Во вторник, 10 июля, в восемь вечера судебные инстанции распорядились задержать Элизабет Гаф.
«На момент получения этого сообщения, — информировала „Бат кроникл“, — девушка находилась дома, где остановились и свидетели по делу, причем пребывала в наилучшем расположении духа, непринужденно толкуя о том, как славно она провела бы время на сенокосе, если бы не это „дело“. Она утверждала, что ни в чем не виновата и бояться ей нечего, пусть хоть сотня судей допрашивает».
Но очень скоро ее бравада прошла. «Услышав, что она подлежит временному аресту, девушка без чувств упала на землю». По описанию «Сомерсет энд Уилтс джорнэл», это был «настоящий припадок», продолжавшийся несколько минут. Когда Элизабет пришла в себя, Фоли посадил ее в полицейскую двуколку и отвез на Столлард-стрит, где помещался полицейский участок Троубриджа. Суперинтендант жил тут же с женой, сыном (помощником адвоката) и служанкой. В другой части здания размещался Уильям с Элизой и тремя детьми; на констебля и «надзирательницу» была возложена обязанность осуществлять наблюдение за арестованной. Элиза и мисс Гаф даже спали в одной кровати.
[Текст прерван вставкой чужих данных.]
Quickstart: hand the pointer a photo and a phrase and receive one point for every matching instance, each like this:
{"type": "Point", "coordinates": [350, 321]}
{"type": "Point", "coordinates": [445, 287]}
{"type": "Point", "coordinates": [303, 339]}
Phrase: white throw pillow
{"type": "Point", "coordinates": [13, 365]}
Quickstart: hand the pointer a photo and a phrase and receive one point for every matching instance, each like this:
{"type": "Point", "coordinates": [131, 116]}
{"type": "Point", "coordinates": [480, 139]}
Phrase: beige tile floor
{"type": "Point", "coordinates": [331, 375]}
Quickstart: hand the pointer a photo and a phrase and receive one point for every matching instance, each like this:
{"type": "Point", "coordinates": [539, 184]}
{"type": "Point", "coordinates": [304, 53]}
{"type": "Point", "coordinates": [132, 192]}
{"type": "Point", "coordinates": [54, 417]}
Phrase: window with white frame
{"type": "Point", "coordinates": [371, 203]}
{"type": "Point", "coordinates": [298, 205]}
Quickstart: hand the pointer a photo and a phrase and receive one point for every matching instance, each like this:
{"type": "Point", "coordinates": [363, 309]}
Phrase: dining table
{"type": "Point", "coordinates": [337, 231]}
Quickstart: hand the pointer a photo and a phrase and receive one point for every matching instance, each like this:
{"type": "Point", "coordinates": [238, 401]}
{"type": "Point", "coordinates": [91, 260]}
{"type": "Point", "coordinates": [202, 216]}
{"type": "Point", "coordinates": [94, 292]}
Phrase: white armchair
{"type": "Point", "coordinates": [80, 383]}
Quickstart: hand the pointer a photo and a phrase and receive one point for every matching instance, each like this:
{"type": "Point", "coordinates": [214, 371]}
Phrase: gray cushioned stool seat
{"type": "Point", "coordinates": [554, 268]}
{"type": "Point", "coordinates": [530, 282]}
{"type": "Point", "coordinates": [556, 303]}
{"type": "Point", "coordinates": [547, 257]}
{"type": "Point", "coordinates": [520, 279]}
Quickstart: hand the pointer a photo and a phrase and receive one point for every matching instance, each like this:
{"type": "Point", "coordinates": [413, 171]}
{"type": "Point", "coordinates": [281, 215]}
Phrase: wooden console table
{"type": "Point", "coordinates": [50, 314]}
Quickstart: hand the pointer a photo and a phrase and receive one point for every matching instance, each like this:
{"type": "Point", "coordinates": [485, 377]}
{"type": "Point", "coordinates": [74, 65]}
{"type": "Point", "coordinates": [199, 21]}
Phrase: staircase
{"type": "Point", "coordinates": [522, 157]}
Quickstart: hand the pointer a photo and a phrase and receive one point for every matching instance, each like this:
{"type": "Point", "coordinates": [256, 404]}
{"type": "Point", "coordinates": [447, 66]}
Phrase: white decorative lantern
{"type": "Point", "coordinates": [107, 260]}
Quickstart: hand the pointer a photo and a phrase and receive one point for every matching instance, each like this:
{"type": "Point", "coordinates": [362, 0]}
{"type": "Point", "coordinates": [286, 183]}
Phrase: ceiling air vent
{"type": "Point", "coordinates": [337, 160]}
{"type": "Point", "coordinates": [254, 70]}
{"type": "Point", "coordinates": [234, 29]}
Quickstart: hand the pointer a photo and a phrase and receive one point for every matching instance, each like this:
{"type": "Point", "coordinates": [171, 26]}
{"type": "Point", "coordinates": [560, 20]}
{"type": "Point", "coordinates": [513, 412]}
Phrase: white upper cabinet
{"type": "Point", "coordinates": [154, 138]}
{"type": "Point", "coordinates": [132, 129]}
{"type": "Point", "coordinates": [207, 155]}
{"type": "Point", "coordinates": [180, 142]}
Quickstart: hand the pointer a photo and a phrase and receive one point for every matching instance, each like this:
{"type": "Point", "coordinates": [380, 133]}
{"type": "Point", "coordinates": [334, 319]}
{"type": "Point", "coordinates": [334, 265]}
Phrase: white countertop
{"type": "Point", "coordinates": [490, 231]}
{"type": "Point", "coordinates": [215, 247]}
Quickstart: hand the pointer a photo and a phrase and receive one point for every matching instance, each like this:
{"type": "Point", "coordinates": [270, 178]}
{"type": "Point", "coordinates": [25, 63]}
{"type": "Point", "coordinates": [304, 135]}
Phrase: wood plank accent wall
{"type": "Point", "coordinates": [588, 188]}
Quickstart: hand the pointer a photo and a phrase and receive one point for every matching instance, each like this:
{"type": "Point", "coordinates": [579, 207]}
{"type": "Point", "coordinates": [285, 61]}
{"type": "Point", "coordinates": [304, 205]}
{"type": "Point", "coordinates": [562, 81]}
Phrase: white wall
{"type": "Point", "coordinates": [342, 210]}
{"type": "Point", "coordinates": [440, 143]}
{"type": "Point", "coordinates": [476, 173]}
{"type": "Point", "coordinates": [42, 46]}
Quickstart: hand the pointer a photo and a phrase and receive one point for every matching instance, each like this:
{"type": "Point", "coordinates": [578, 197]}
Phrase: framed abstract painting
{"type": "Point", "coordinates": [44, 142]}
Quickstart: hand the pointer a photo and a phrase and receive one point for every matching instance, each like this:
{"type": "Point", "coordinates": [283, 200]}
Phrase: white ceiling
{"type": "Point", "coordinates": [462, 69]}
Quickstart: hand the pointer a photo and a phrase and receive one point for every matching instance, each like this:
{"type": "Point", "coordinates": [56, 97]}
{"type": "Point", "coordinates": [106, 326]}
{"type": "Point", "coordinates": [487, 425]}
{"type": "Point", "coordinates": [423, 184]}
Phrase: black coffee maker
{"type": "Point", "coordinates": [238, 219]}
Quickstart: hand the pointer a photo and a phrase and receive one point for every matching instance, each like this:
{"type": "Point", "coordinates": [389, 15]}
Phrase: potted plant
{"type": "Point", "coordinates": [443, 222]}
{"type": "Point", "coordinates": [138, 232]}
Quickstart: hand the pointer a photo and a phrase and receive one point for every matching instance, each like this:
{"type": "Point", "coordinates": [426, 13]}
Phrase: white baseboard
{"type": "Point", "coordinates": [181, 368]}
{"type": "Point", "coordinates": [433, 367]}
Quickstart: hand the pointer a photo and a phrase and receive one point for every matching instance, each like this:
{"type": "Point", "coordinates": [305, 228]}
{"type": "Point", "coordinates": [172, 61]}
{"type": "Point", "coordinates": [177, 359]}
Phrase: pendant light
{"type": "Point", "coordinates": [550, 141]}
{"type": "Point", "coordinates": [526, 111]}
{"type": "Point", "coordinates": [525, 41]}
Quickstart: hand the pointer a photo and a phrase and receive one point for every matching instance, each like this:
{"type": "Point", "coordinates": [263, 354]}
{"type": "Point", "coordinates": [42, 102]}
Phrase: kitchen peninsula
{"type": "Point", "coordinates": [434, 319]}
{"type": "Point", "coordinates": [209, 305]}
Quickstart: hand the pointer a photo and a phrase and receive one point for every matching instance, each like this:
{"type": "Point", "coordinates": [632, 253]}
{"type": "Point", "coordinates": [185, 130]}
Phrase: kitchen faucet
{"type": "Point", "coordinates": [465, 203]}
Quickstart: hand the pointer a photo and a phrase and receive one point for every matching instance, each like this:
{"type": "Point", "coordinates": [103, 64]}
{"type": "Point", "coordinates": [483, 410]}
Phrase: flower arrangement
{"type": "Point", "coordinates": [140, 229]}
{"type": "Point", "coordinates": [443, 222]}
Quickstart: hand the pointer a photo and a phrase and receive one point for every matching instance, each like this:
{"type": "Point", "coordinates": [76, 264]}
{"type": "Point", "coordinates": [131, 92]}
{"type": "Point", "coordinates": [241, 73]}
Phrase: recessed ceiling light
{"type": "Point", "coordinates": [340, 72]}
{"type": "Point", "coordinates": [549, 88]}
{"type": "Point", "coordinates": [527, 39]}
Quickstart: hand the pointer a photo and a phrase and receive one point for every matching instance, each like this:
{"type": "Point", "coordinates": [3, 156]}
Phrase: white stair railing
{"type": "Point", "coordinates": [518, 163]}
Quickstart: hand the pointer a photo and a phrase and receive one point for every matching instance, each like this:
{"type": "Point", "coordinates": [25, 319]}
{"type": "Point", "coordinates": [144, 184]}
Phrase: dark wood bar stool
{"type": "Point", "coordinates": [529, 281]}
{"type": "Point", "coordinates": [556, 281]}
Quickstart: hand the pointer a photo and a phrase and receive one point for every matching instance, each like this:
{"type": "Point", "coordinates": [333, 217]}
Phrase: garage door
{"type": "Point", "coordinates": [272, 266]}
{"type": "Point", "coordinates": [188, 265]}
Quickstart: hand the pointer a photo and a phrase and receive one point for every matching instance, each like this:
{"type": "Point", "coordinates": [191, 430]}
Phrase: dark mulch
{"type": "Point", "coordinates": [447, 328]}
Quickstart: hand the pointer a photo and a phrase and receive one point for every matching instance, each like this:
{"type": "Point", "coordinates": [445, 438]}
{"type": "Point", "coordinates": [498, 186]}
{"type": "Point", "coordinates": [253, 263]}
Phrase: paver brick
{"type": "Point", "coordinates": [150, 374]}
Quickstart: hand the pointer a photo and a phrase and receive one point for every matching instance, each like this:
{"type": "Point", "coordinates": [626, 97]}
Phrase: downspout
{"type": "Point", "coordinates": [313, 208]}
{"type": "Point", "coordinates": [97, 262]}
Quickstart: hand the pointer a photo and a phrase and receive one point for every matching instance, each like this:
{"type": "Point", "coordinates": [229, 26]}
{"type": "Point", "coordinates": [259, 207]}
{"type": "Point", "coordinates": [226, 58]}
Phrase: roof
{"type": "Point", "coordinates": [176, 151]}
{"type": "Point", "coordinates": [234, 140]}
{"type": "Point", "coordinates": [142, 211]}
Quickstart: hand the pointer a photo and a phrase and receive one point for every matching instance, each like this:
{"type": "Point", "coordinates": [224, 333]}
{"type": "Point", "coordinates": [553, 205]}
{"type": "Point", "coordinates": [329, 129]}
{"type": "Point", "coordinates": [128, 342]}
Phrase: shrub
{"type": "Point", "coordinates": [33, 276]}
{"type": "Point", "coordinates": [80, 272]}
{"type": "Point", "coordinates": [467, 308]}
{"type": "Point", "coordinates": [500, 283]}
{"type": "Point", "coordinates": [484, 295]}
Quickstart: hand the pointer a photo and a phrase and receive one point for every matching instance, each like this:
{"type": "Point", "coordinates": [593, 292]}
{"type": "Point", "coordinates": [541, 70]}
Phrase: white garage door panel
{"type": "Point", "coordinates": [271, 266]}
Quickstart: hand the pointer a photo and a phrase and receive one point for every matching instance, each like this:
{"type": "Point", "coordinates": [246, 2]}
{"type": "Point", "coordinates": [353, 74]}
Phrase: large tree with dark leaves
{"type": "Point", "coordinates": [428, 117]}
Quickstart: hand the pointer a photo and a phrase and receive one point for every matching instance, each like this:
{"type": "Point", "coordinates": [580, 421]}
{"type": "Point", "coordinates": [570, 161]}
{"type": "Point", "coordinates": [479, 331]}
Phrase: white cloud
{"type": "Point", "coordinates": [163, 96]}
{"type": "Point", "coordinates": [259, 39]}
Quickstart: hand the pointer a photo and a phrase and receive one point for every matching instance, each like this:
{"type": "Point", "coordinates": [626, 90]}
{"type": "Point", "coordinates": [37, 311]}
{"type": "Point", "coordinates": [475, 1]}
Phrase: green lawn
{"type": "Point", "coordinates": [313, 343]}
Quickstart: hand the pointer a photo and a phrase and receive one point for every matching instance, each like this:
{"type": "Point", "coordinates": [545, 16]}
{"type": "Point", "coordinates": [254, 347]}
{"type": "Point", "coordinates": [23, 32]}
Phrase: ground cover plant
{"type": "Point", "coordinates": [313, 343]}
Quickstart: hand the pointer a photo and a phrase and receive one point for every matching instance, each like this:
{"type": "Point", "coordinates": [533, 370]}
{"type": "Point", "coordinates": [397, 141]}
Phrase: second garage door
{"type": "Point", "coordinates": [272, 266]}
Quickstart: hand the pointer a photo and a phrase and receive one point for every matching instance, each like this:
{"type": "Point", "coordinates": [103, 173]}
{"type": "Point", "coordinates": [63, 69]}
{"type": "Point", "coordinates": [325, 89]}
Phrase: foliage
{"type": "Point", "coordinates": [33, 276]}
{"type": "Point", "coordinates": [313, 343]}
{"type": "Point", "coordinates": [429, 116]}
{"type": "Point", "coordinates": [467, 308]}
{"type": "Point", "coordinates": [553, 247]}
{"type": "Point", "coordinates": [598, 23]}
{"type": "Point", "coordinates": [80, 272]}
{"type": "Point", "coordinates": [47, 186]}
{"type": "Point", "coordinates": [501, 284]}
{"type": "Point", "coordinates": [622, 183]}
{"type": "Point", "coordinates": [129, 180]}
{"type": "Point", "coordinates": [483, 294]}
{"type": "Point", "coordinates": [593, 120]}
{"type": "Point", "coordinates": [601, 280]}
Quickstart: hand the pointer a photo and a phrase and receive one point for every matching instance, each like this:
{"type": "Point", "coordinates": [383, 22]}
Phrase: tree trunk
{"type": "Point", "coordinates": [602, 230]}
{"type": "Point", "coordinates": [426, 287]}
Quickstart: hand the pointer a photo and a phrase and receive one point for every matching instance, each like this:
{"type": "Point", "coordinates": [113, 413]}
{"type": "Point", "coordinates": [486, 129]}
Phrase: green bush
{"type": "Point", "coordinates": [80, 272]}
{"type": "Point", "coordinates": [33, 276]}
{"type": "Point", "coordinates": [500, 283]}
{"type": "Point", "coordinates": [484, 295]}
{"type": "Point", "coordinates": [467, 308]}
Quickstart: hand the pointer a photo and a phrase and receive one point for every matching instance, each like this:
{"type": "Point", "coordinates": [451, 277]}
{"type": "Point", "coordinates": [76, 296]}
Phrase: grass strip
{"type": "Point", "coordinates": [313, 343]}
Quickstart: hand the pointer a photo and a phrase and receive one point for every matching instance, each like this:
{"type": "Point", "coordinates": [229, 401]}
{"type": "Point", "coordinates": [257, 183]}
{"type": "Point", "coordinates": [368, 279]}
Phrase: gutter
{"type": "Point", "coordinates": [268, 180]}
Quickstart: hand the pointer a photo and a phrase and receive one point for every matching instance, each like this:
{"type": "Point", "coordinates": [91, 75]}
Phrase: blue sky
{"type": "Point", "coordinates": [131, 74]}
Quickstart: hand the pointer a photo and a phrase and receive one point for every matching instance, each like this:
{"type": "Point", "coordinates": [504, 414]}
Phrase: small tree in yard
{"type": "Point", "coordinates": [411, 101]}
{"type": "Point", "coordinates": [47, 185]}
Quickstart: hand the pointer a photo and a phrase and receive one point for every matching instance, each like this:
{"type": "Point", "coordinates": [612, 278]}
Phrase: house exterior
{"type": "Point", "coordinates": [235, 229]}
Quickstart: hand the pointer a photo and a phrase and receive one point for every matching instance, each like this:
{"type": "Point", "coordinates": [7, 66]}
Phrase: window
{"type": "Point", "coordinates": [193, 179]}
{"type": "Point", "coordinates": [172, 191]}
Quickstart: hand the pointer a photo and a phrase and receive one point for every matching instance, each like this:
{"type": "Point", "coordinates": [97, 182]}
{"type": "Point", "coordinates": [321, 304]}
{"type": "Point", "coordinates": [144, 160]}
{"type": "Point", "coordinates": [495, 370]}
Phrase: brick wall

Во время пребывания в полицейском участке Элизабет Гаф как-то сказала Фоли, что убеждена в невиновности Констанс.
— Так кто же убил мальчика, вы? — спросил Фоли.
— Нет.
В разговоре с другим полицейским няня заметила, что отныне «никогда уж не полюбит детей». Тот спросил почему. Элизабет ответила, что «уже во второй раз с доверяемым ей ребенком что-то случается. На прежнем месте работы, два года назад, ребенок, которого я очень любила, умер».
Распространилась молва, будто она дала признательные показания, назвав Сэмюела убийцей, а себя соучастницей преступления. На неделе циркулировали и другие слухи, причем все они были связаны с Сэмюелом. Так, говорили, что жизнь Сэвила была застрахована, тело первой жены мистера Кента подверглось эксгумации, а самого его видели невдалеке от собственного дома в три часа утра, когда было совершено убийство.
В пятницу Элизабет Гаф снова отвезли на допрос. Судей, отправившихся в дом на Роуд-Хилл, она ожидала у шорника Чарлза Стокса, жившего по соседству с Темперенс-Холлом. Через какое-то время сестра шорника Энн, занимавшаяся пошивкой платьев и корсетов, заметила, что неспроста, наверное, судьи задерживаются: «не иначе нашли что-нибудь». По ее словам, мисс Гаф нервно мерила шагами комнату, проявляла явную тревогу.
— Что-то я скверно себя чувствую, так же как во вторник, — пожаловалась она, явно намекая на случившийся с ней припадок. — Надеюсь, сегодня меня на допрос не вызовут.
— Обхватив себя руками, — продолжала Энн Стоукс, — она поведала, что испытывает какое-то странное ощущение, будто кровь отхлынула с одной стороны на другую. Она также сказала, что давно хотела уйти, и не ушла только из-за миссис Кент. Та непременно хотела, чтобы она осталась еще хоть ненадолго. Элизабет, сделала это ради нее.
Потом, по утверждению Энн, няня заметила, что после убийства у нее появилось несколько седых волос. Она вырвала их, чего раньше никогда не делала, пожаловалась, что никто не знает, каково ей приходится, и если, не дай Бог, случится что-нибудь еще, ей не жить.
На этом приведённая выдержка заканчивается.